Читать «Александр II. Жизнь и смерть» онлайн - страница 28

Эдвард Станиславович Радзинский

Главноуправляющий граф Бенкендорф докладывал и подчинялся только государю. Более того — все министерства контролируются Третьим отделением.

Петербург не сразу понял всеобъемлющие задачи очень серьезного учреждения.

Было только известно, что, объясняя задачи таинственного Третьего отделения, государь протянул Бенкендорфу платок и сказал: «Осушай этим платком слезы несправедливо обиженных».

Общество аплодировало.

Но уже вскоре столица поняла: прежде чем осушать слезы на глазах невинных, граф Бенкендорф решил вызвать обильные слезы на глазах виновных. И не только виновных, но и тех, кто мог быть виноват.

Штат самого Третьего отделения был обманчиво мал — несколько десятков человек. Но ему было придано целое войско. Французским словом «жандарм» стали именоваться грозные силы русской тайной полиции... При Третьем отделении был создан Отдельный корпус жандармов. И главноуправляющий Третьего отделения стал шефом этих войск политической полиции.

Но и это было лишь вершиной мощного айсберга. Главная сила Третьего отделения оставалась невидимой. Это были тайные агенты. Они буквально опутывают страну — гвардию, армию, министерства. В блестящих петербургских салонах, в театре, на маскараде и даже в великосветских борделях — незримые уши Третьего отделения. Его агенты — повсюду.

Осведомителями становится высшая знать. Одни — ради карьеры, другие — попав в трудное положение: мужчины, проигравшиеся в кар­ты, дамы, увлекшиеся опасным адюльтером.

«Добрые голубые глаза» — описывал Бенкендорфа современник.

Добрые голубые глаза начальника тайной полиции теперь следили за всем. Случилось невиданное: государь разрешил Бенкендорфу сде­лать замечание любимому брату царя, великому князю Михаилу Пав­ловичу, за его опасные каламбуры. И, обожавший острить, великий князь пребывал в бессильной ярости.

Служба в тайной полиции считалась в России весьма предосуди­тельной. Но Николай заставил служить в Третьем отделении луч­шие фамилии. И, чтобы голубой мундир жандармов стал почетным в обществе, он часто сажал графа Бенкендорфа в свою коляску во время прогулок по городу. С каждым годом Николай «с немецкой выдержкой и аккуратностью затягивал петлю Третьего отделения на шее России», — писал Герцен. Вся литература была отдана под крыло тайной полиции. Царь знал: с острых слов начинались мяте­жи в Европе.
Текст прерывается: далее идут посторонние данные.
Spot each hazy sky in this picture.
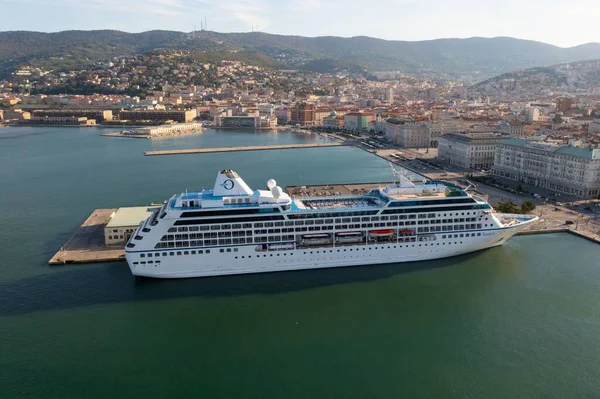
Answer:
[0,0,600,47]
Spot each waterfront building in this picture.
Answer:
[124,169,537,278]
[385,87,394,103]
[492,138,600,199]
[525,107,540,123]
[556,97,575,113]
[588,119,600,134]
[323,111,344,129]
[215,115,277,128]
[275,108,292,125]
[384,118,444,148]
[292,102,316,126]
[344,112,375,131]
[119,109,197,123]
[438,133,502,169]
[123,123,203,137]
[31,108,113,122]
[28,116,96,126]
[104,206,154,248]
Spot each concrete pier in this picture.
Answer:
[48,208,125,265]
[144,142,345,156]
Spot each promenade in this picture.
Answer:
[144,142,345,156]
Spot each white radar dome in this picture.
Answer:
[271,186,283,198]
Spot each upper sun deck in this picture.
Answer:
[168,169,291,210]
[294,196,386,211]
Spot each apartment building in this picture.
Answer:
[438,133,502,169]
[492,138,600,199]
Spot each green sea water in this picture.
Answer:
[0,127,600,398]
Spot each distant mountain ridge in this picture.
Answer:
[472,59,600,93]
[0,30,600,80]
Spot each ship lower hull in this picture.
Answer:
[126,223,528,278]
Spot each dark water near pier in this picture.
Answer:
[0,127,600,398]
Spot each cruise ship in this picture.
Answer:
[125,168,537,278]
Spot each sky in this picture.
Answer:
[0,0,600,47]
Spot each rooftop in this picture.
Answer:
[502,139,600,159]
[106,206,155,227]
Николай запретил литераторам не только ругать правительство, но даже хвалить его. Как он сам говорил: «Я раз и навсегда отучил их вме­шиваться в мою работу».
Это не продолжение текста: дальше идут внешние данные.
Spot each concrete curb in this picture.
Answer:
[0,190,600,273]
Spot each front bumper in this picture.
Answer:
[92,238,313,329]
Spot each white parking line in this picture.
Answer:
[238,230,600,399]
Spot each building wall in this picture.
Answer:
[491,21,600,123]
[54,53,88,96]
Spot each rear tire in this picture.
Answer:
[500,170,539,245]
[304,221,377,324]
Был принят беспощадный цензурный устав. Все, что имело тень «дво­якого смысла» или могло ослабить чувство «преданности и доброволь­ного повиновения» высшей власти и законам, безжалостно изгонялось из печати. Места, зачеркнутые цензурой, запрещено было заменять точ­ками, чтобы читатель «не впал в соблазн размышлять о возможном со­держании запрещенного места».

В сознание русских литераторов навсегда вводилась ответственность за печатное слово. Причем эта ответственность — была не перед Бо­гом, не пред совестью, но перед императором и государством Право автора на личное мнение, отличное от государева, объявлялось «дико­стью и преступлением».